What’s wild is how universal this feeling is. No matter who you are or where you’re from, heartbreak levels us all. Ancient Sanskrit poems describe the pain of separation as a fire that consumes the heart, while Dante’s Inferno describes the lovers Paolo and Francesca trapped in an unending storm — blown together and apart, over and over, unable to escape. Even modern science tells us that heartbreak actually mimics physical pain. Your brain, in its confusion, lights up the same regions when experiencing emotional loss as it does when you, say, stub your toe or break a bone. No wonder it feels insurmountable — your brain doesn’t know the difference between a breakup and a car crash.

And yet, somehow, heartbreak always feels incredibly personal. Like no one else could possibly understand the way it twists and tears at you. I mean, how could they? They wouldn’t know that your laugh now feels hollow, or that the sight of their favorite coffee mug in your cupboard fills you with a tidal wave of sorrow. They don’t know about the text you keep typing, then deleting, or the photos you can’t bring yourself to delete — but can’t look at, either.

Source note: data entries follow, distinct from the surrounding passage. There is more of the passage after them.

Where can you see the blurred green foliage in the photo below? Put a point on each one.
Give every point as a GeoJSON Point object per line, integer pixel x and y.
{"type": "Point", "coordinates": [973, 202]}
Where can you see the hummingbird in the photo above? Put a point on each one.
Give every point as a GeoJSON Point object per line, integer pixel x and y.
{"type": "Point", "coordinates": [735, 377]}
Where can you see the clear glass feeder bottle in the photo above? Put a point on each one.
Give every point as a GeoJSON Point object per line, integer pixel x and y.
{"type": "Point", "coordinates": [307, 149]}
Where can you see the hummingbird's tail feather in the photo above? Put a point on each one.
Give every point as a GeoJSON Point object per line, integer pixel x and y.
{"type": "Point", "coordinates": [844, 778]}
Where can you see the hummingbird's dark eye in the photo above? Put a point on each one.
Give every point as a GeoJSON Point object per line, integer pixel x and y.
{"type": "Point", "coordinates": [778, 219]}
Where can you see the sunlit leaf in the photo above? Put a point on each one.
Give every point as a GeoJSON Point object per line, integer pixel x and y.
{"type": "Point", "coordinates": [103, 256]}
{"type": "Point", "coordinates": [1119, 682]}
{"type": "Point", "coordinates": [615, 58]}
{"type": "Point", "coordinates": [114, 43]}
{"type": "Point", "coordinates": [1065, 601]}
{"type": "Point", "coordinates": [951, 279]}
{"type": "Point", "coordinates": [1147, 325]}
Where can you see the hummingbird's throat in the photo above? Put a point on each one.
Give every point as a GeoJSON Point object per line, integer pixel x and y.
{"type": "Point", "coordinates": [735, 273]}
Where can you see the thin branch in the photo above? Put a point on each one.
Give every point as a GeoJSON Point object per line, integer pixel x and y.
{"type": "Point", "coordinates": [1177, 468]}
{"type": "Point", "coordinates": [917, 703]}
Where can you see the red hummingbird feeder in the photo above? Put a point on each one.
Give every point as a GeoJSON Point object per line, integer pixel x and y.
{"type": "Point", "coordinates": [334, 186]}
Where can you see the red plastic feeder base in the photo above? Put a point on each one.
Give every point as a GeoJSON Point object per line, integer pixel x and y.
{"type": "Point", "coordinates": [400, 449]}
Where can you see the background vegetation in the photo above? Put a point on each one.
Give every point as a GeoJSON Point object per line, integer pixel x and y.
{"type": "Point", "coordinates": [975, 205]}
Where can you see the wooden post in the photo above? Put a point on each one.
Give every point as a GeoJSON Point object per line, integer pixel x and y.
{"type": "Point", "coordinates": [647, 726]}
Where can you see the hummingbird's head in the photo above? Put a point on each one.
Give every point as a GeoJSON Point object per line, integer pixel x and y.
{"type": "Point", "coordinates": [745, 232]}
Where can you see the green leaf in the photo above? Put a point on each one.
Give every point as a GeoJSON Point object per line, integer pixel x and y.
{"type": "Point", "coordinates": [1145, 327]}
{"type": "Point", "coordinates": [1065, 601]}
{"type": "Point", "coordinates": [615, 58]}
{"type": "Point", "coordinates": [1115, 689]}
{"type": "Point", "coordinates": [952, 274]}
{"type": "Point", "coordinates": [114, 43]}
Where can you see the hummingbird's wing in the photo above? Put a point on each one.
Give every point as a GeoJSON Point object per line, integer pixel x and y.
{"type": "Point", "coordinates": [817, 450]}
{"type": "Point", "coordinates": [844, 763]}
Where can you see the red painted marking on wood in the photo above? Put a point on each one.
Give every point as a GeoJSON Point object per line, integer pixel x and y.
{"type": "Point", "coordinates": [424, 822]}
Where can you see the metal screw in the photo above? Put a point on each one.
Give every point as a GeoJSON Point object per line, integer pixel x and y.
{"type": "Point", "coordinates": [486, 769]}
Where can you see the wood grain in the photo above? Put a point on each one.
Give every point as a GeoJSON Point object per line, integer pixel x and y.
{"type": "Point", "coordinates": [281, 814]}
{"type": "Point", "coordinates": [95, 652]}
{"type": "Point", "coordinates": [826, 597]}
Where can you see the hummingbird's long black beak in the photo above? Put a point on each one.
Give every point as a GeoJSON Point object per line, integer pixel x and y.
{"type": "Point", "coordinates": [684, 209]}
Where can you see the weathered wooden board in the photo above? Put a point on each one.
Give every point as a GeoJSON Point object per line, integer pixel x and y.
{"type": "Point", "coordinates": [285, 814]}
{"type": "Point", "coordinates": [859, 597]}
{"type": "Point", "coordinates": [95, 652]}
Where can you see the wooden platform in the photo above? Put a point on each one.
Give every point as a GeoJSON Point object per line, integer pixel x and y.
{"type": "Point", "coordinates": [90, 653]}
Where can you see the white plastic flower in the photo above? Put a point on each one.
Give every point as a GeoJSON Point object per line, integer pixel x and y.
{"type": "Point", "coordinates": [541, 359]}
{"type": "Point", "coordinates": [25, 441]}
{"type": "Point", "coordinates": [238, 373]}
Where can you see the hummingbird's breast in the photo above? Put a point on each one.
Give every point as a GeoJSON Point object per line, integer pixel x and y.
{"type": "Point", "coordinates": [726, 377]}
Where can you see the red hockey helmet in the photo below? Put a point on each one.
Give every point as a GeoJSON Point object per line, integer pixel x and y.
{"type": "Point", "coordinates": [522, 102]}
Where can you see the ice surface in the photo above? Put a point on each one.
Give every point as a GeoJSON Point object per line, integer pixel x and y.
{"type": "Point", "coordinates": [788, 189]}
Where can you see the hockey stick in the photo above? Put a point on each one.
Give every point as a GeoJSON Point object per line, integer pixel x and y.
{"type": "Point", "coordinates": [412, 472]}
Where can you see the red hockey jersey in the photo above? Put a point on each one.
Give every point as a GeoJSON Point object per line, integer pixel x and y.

I think of Khalil Gibran’s words in The Prophet: “For even as love crowns you so shall he crucify you. Even as he is for your growth so is he for your pruning.” God, isn’t that just the truth? You want the beauty of love, the sheer joy and ecstasy of it, but when it leaves — when it cuts you down to nothing — you find yourself questioning whether it was even worth it. And yet, we still keep risking it, don’t we? What else could we do? Not loving at all seems like a fate worse than heartbreak itself.

When you feel like this, spirituality and philosophy have a way of offering comfort, even when answers are hard to come by. I think about the story of Rumi, who famously wrote his most soulful poetry after his beloved teacher and friend Shams of Tabriz disappeared from his life. His heartbreak turned into verses that people are still reciting hundreds of years later. “Don’t grieve,” he wrote, “anything you lose comes round in another form.” As hard as it is to believe that in the moment, loss does have a way of revealing itself as transformation — one we might not welcome, but one that still shapes us.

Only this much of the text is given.